The Supreme Court unanimously dismissed the Information Commissioner of Canada’s appeal, with Justice Charron writing for eight judges and Justice LeBel writing a concurring judgement on his own. It is therefore clear that the PMO and ministerial offices are not institutions under the ATIA and that the Prime Minister is not an officer of the PCO. The Court also unanimously endorsed the two-part control test articulated by Justice Kelen: records are under the control of a government institution if (1) they relate to a departmental matter and (2) the government institution could reasonably expect to obtain a copy of the document upon request. Regarding the second part of this test, Justice Charron stressed that the required analysis is contextual and normative:
Under step two, all relevant factors must be considered in order to determine whether the government institution could reasonably expect to obtain a copy upon request. These factors include the substantive content of the record, the circumstances in which it was created, and the legal relationship between the government institution and the record holder.

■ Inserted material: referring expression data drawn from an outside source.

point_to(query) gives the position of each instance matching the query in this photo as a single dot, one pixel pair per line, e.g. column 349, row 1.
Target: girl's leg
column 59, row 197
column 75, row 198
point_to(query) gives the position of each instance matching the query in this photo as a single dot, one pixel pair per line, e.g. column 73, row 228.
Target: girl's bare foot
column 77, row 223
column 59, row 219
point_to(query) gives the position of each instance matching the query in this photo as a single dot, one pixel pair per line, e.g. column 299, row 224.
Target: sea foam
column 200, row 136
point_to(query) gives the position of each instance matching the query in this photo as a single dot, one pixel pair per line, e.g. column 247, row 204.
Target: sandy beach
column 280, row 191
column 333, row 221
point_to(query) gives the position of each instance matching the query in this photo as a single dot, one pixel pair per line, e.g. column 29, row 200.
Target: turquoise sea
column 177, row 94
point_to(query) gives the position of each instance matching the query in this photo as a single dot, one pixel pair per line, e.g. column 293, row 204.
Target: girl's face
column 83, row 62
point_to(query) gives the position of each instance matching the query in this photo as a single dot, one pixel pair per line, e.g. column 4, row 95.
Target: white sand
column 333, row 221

The Commissioner is correct in saying that any expectation to obtain a copy of the record cannot be based on “past practices and prevalent expectations” that bear no relationship on the nature and contents of the record, on the actual legal relationship between the government institution and the record holder, or on practices intended to avoid the application of the Access to Information Act (A.F., at para. 169). The reasonable expectation test is objective. If a senior official of the government institution, based on all relevant factors, reasonably should be able to obtain a copy of the record, the test is made out and the record must be disclosed, unless it is subject to any specific statutory exemption. In applying the test, the word “could” is to be understood accordingly. (emphasis in original)

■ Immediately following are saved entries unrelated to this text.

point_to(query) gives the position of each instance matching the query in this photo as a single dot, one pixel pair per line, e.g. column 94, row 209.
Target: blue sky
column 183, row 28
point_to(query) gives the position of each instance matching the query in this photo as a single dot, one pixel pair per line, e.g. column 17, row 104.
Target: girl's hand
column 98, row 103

The split between Justice LeBel and the majority is puzzling. Justice LeBel joins the majority on all findings but takes great issue with its reasoning, which suggests that Parliament intended ministerial records to have special excluded status. Justice LeBel accuses the majority of creating a presumption that such records are not subject to public access, which the majority flatly denies. Given the majority’s denial, Justice LeBel’s split should not have great practical significance.
Canada (Information Commissioner) v. Canada (Minister of National Defence), 2011 SCC 25.